What region does, and why it matters
Region takes a 2-letter country code (us, uk, au, jp, vn...) and passes it to Google as the location parameter. For the same query, two regions can return:
- Different result sets (Google favors local sources)
- Different ad density (which pushes organic positions down on real screens)
- Different Knowledge Panels and Map Packs (which eat SERP real estate)
The ranking can drift 10–30 positions between regions. That's not a bug - that's how Google works.
Default behavior if you leave it blank
If you don't fill region when adding a keyword, the system uses vn by default. Fine for most Vietnamese users, but if your customers aren't in Vietnam, you've planted a silent bug you'll have to fix later.
Strategy for 3 business types
1. Vietnam-only business
Simplest case: every keyword → vn. Don't overthink it.
One thing to note: if you have a customer segment of overseas Vietnamese, they still search in Vietnamese but from regions like us, au, de... Most Vietnamese businesses should not track those regions separately - the segment is too small to justify dedicated SEO investment.
2. Export / B2B multi-market business
Example: you sell handcrafts to buyers in the US, Australia, Japan. Rules:
- Each target market = its own keyword set with the correct region. The same product might have three keywords: "handcraft décor wholesale" (us), "handmade décor supplier" (au), "ハンドメイド 装飾 卸売" (jp).
- Split into multiple projects rather than one project with mixed regions. KPIs stay clean for per-market reporting.
- Don't use the same target URL across regions if your site has localized versions. /en/ targets us/au; /jp/ targets jp.
3. SaaS with a single English website
The hardest case - one English site serving global users with no country-specific content. Advice:
- Pick 3–5 priority markets (by revenue or TAM). Don't track 50 regions - management cost exceeds value.
- Track the same keyword in multiple regions: "rank tracker for agencies" should have three entries for us, uk, au. Each is a separate row.
- Compare KPIs across regions: if you rank 5 in us but 25 in au, you likely need local signals (Australian case studies, local citations, edge CDN in the region).
Common mistakes
- Setting region by where your company is instead of where your customers search. A Vietnamese startup selling SaaS to US buyers should track us, not vn.
- Leaving region blank for English keywords. Default vn applies - Google VN's results for English queries differ massively from Google US. Data is meaningless.
- Too many regions in one project. The Overview averages across regions - "Top 10" loses meaning. If multiple regions are needed, split projects.
- Changing region on a keyword with long history. The old reference points no longer make sense (rank in the old region is a different number game). Better: delete the old keyword and create a new one with the right region.

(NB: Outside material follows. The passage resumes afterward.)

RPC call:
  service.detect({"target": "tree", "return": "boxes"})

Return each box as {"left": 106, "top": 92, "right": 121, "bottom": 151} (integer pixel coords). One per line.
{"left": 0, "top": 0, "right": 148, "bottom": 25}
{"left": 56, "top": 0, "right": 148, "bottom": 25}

Region and the Visibility chart
The Visibility chart on a Project card plots the daily average position of all keywords in that project, regardless of region. If you mix vn and us keywords in one project, the line is an average of two markets and means nothing for either. Another reason to split projects by region when you need separate analysis.
Commonly used region codes
- vn - Vietnam
- us - United States
- au - Australia
- uk - United Kingdom
- jp - Japan
- sg - Singapore
- th - Thailand
- id - Indonesia
- de - Germany
- fr - France
Codes follow ISO 3166-1 alpha-2. For any other country, just enter the correct 2-letter lowercase code.